The construction of flood defences for one of the most flood-prone zones in Cork city centre is being fast-tracked amid criticism of ongoing delays on the Lower Lee flood relief scheme.
The Office of Public Works, which is overseeing the €60m flood defence scheme — the largest of its kind in the country — confirmed last night that it is working to decouple flood defence works in and around Morrison’s Island from the overall project, and hand responsibility for its delivery over to Cork City Council.
“OPW and Cork City Council have agreed in principle to bring forward the design and construction of the defences on Morrison’s Island which will largely deal with the tidal flooding problem which regularly affects the city,” a spokesperson for the OPW said.
“The flood defence works at Morrison’s Island will be carried out as part of the public realm project being taken forward by the city council for this area.
“Design work has already started on this and the council hope to bring these proposals forward to planning this summer with a contractor to be procured towards the end of the year which should enable works to be commenced in the first quarter of 2017.”
Further consultation on the preferred options for the overall Lower Lee scheme is due to take place in May, with construction work scheduled to start in late 2017.
The OPW confirmed that work will start downriver of the Inniscarra dam and will progress in phases westwards towards the city centre.
“By completing these works first, it will allow the use of interim optimised dam operating procedures and thereby significantly reduce overall flood risk,” said the spokesperson.
“There are likely to be four to five different phases in order to reduce disruption to the city and each phase may overlap with the preceding phase.”
It could be 2022 before the scheme is completed.
The news emerged yesterday as city centre traders breathed a sigh of relief after the city escaped major damage from two flooding events on Sunday.

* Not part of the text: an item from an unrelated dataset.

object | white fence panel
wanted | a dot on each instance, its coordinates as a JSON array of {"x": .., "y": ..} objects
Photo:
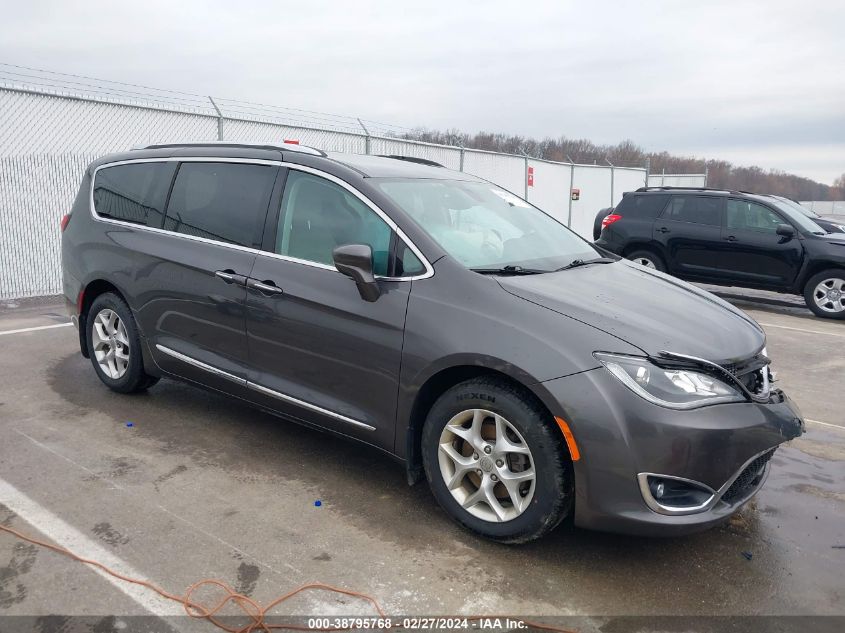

Low pressure, a high spring tide, and easterly winds combined to drive a tidal surge up the harbour towards the city centre on Sunday morning, and again in the evening.
Water poured on to streets in low-lying areas such as Union Quay, Morrison’s Quay, South Terrace, Georges Quay, South Mall, Proby’s Quay, French’s Quay, Crosses Green, Sharman Crawford St, Wandesford Quay, and Lavitts Quay.
The flooding around South Terrace was exacerbated by heavy rainfall and surface water run-off.
City centre traders criticised the slow progress on the delivery of flood defences seven years on from the devastating 2009 flood.
Lawrence Owens, the chief executive of Cork Business Association, said they will ramp up pressure on the OPW and elected public representatives to deliver a scheme soon.
“We have to continue to lobby, and raise the ante to ensure the works are delivered,” he said, adding that in the urgency to deliver flood defences, the quick and easy option of “throwing up concrete walls” must be avoided.
“It must be done sensitively,” he said. “Flood defences in the city must be done in an aesthetically pleasing way, like what was done in Waterford. The river must still be part of the fabric of our city.”
Mr Owens said the issue of reinsurance will then have to be addressed, with insurers being compelled to provide insurance to uninsured businesses who will benefit from the flood defences.